Ab Sonntag, 10. Dezember 2017, werden die neuen Fahrpläne des öffentlichen Verkehrs in Kraft treten. Die Fahrplanänderungen 2018 stellen für das Netz der Freiburgischen Verkehrsbetriebe (TPF) eine wichtige Etappe dar. Denn es handelt sich um die grösste Fahrplanänderung in der Geschichte des Unternehmens. Zahlreiche Verbesserungen des Angebots werden eingeführt und betreffen alle Bezirke. Die Entwicklung der RER Fribourg│Freiburg setzt sich fort und wird fortan mehr Züge, mehr Plätze und bessere Anschlussverbindungen bieten.
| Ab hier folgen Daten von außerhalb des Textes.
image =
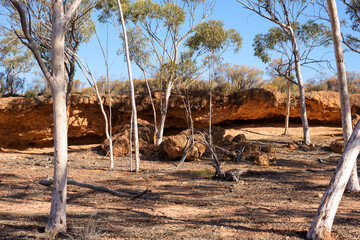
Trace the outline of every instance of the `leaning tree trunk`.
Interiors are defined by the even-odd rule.
[[[341,124],[343,129],[344,145],[346,145],[352,132],[352,122],[351,122],[349,92],[346,81],[344,54],[342,48],[340,22],[337,13],[336,2],[333,0],[327,0],[327,4],[329,8],[329,16],[331,21],[331,30],[332,30],[334,51],[336,57],[336,68],[338,75],[340,104],[341,104]],[[351,173],[347,189],[352,192],[360,191],[356,162],[354,164],[354,168]]]
[[[162,139],[163,139],[163,135],[164,135],[165,120],[166,120],[166,115],[167,115],[167,109],[169,107],[169,99],[170,99],[172,87],[173,87],[173,82],[171,80],[169,80],[168,85],[166,87],[164,103],[163,103],[163,106],[161,109],[159,129],[158,129],[158,132],[156,135],[156,145],[160,145],[160,143],[162,143]]]
[[[19,13],[21,29],[28,41],[22,42],[32,51],[41,71],[51,86],[53,95],[54,119],[54,184],[51,199],[50,216],[46,231],[55,236],[66,231],[66,190],[67,190],[67,112],[66,112],[66,81],[65,81],[65,31],[66,25],[78,9],[81,0],[74,0],[64,13],[62,1],[51,1],[51,70],[46,68],[41,58],[38,44],[31,35],[31,22],[27,22],[26,13],[19,3],[10,0]]]
[[[53,59],[53,61],[56,61]],[[58,66],[63,65],[59,64]],[[54,76],[56,70],[53,68]],[[61,76],[58,76],[61,77]],[[65,82],[52,87],[54,119],[54,185],[50,216],[46,230],[51,233],[66,231],[67,193],[67,112]]]
[[[54,118],[54,185],[50,216],[46,230],[51,233],[66,231],[67,195],[67,112],[65,83],[65,31],[63,3],[52,1],[51,70]]]
[[[288,29],[288,32],[290,35],[290,39],[291,39],[291,43],[292,43],[292,50],[293,50],[293,54],[295,57],[295,73],[296,73],[296,78],[297,78],[298,87],[299,87],[300,110],[301,110],[301,121],[302,121],[302,126],[303,126],[304,143],[306,145],[310,145],[311,140],[310,140],[310,132],[309,132],[309,122],[308,122],[307,114],[306,114],[305,88],[304,88],[304,83],[303,83],[302,75],[301,75],[300,54],[299,54],[299,49],[298,49],[298,45],[296,42],[294,31],[290,28],[290,29]]]
[[[134,82],[132,78],[131,73],[131,63],[130,63],[130,55],[129,55],[129,44],[126,34],[126,27],[125,27],[125,21],[124,16],[121,8],[120,0],[117,0],[117,4],[119,7],[119,13],[121,18],[121,24],[124,32],[124,40],[125,40],[125,52],[126,52],[126,62],[128,66],[128,74],[129,74],[129,81],[130,81],[130,92],[131,92],[131,106],[132,106],[132,112],[133,112],[133,121],[134,124],[134,147],[135,147],[135,172],[139,171],[140,168],[140,158],[139,158],[139,130],[138,130],[138,124],[137,124],[137,112],[136,112],[136,102],[135,102],[135,90],[134,90]]]
[[[286,116],[285,116],[285,132],[284,135],[289,134],[289,118],[290,118],[290,104],[291,104],[291,83],[287,81],[287,99],[286,99]]]
[[[331,228],[351,171],[360,152],[360,122],[356,124],[345,150],[321,200],[307,233],[308,239],[332,239]]]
Entwicklung der Eisenbahn im Süden des Kantons
Der Fahrplantakt von einem Zug alle 30 Minuten wird zwischen Bulle, Romont und Fribourg│Freiburg aufrechterhalten. Die Reisenden nach Bern werden diese Linie weiterhin benutzen können, da jeder zweite Zug bis in die Landeshauptstadt verlängert wird. Abends verkehrt ein Zug alle Stunden zwischen Bulle und Fribourg│Freiburg. Die Fahrpläne werden um einige Minuten angepasst. Die Züge dieser Linie werden von nun an alle durch die TPF betrieben und nicht mehr durch die SBB, die bisher die Verbindung Bulle – Bern sicherstellten. In Fribourg│Freiburg werden die Anschlüsse mit den Linien S20 und S21 in Richtung Neuenburg und Ins verbessert.

Die Interregio-Züge Genf-Flughafen – Genf – Lausanne – Fribourg│Freiburg – Bern – Luzern werden inskünftig alle Stunden in Nyon, Morges, Palézieux und Romont anhalten. Damit erhalten diese regionalen Städte auch eine direkte Verbindung von und nach Genf-Flughafen – Bern – Luzern. Die meisten Verbindungen auf diesen Linien erfolgen durch zweistöckige Fernzüge der SBB. Der Netzzweig Romont – Palézieux der Regioexpress-Züge Bern – Romont – Bulle/ – Palézieux wird aufgehoben. Der Netzzweig Lausanne – Palézieux – Romont der Regioexpress-Züge Genf – Lausanne – Romont / – Vevey wird nach Vevey umgeleitet.

Der alternierende Verkehr auf den Linien S50 und S60 wird ebenfalls verbessert. Er erlaubt somit von Montag bis Freitag einen 30-minütigen Fahrplantakt zu den Spitzenzeiten zwischen Bulle und Palézieux in Richtung Lausanne. Für die Reisenden, die zu später Stunde noch von Lausanne nach Châtel-St-Denis und nach Bulle reisen wollen, erfolgt der Dienstschluss unter der Woche eine Stunde und am Wochenende 2 Stunden später. Die Linie S50 verbindet Palézieux wieder mit Montbovon ohne Umsteigen in Bulle. Auch in Palézieux werden sehr gute Anschlussverbindungen von und in Richtung Payerne, Fribourg│Freiburg, Bern und Lausanne sichergestellt.

Netzerweiterung im Seebezirk
Im Bereich der Eisenbahn, verkehrt die Linie S21 inskünftig bis nach Ins und verbessert dadurch die Erschliessung von Montag bis Freitag im Halbstundentakt zwischen Freiburg, Murten und Ins. Die Bahnhöfe von Pensier und Münchenwiler-Courgevaux wurden vollständig renoviert, um das neue Angebot zu ermöglichen und wurden gleichzeitig an das Behindertengleichstellungsgesetz (BehiG) angepasst. Die Anschlussverbindungen für die Interregio-Züge nach Romont und Bulle werden in Freiburg wiederhergestellt.

Bessere Anschlussverbindungen im Broyebezirk
Im Broyebezirk werden die Fahrplanzeiten der S30 Fribourg│Freiburg – Payerne – Yverdon-les-Bains um 15 Minuten verschoben. Der Halbstundentakt wird unter der Woche aufrechterhalten. In Payerne werden die Anschlussverbindungen von und nach Murten, Moudon, Palézieux und Lausanne verbessert. In Yverdon-les-Bains werden die Anschlussverbindungen zu den Intercity-Neigezügen (ICN-Züge) von und nach Genf-Flughafen und Lausanne ebenfalls verbessert.